Shakespeare operates at level of emotion and not reason

 In Speaker / Gateway

Continuing the focus on educators and their vision for our society, RCB invited Don Gardner, Principal B.D. Somani International School to talk about ‘Learnings from Shakespeare’. “400 years after his death, Shakespeare is still making a very positive influence all over the world. Like elsewhere, he has fans all over India too. Which is probably why, when I was sitting at the lunch table today, one gentleman remarked that, given today’s topic, I was wondering whether, to come or not to come?” Gardner gave the example of a pub in Australia which had a saying outside that read, ‘To drink or not to drink, what a stupid question.’

He illustrated how the old bard’s work has become a part of our daily lives in ways that we don’t consciously reflect on. People all over the world have adapted Shakespearean sayings into their daily lives more than we can imagine. Similar Shakespearean constructions that are in common use today include:

Break the Ice

It’s Greek to me

Naked truth

Melted into thin air

Too much of a good thing

Wild goose chase etc.

He likened the old bard’s works to climbing Mount Everest. “Understanding Shakespeare is a really difficult thing to do, but when you have done it, it’s exhilarating.”

Gardner who once made a 12 day Shakespearean walk from the latter’s birthplace in Stratford-upon-Avon to the London Globe Theatre, takes selected students of B.D. Somani school every alternate year to England, to discover Shakespeare first hand at his birthplace. “It’s a measure of interest that Shakespeare can exert on a 15-16 year old, when you give them the opportunity to get interested.” said Gardner. 55 students of his school would voluntarily invest 9 days of their summer vacations to come to Stratford-upon-Avon to watch the plays based on the old bard’s works and meet actors of those plays and visit the home where Shakespeare was born, where his wife and mother lived. The directors of plays there, often try to take the text and see how it relates to present day society whether it’s the ideas of greed, money or what love is about or what it does to people?

Gardner claims he has been using the works of the old bard to try & raise the intellectual level of children attending his school. “The attempt is how can I make my students thinkers. What is characteristic of Shakespeare is that he never gives us answers on anything but instead asks a lot of questions,” said Gardner. This process of asking questions leads one to the answers.
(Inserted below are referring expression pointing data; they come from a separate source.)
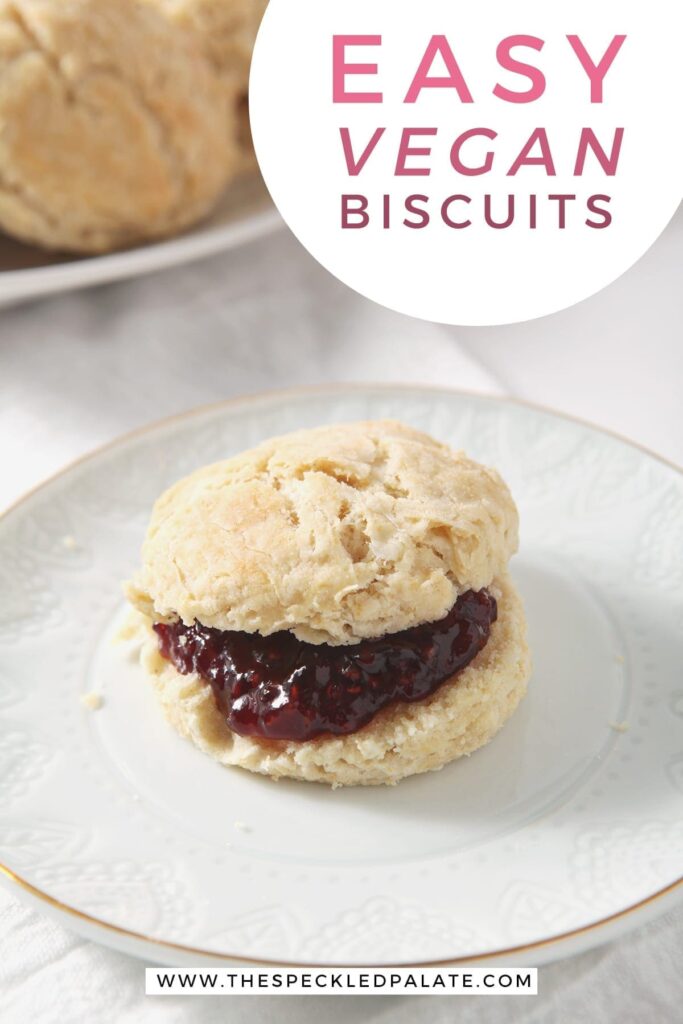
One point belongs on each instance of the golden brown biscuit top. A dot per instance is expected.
(337, 534)
(115, 127)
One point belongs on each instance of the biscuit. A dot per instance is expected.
(114, 125)
(338, 535)
(225, 30)
(402, 739)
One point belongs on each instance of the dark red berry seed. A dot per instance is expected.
(279, 687)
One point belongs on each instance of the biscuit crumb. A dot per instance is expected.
(93, 701)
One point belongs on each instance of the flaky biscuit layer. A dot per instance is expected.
(114, 125)
(338, 534)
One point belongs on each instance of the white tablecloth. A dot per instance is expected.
(78, 370)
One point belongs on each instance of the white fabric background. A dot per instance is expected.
(78, 370)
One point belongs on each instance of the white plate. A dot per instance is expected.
(557, 836)
(245, 213)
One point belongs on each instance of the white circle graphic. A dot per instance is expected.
(470, 164)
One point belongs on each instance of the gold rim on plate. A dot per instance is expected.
(28, 887)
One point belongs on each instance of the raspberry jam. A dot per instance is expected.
(279, 687)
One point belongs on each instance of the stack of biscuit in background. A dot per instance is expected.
(121, 121)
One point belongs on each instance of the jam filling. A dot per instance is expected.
(279, 687)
“Shakespeare talks about what is relevant to us today. For example, take the opening lines of The Merchant of Venice – ‘I know not why I am so sad’. Now this is something all of us can relate to, as we have been sad at some time or the other,” Gardner elucidated. He said that though the old bard had only been to grammar school learning some Latin, little Greek and lots of rhetoric, he was a genius who could create an idea or an image using only words.

“In Shakespeare’s works, I have found something that I can study all my life and yet never understand and this is what gives me joy,” added Gardner.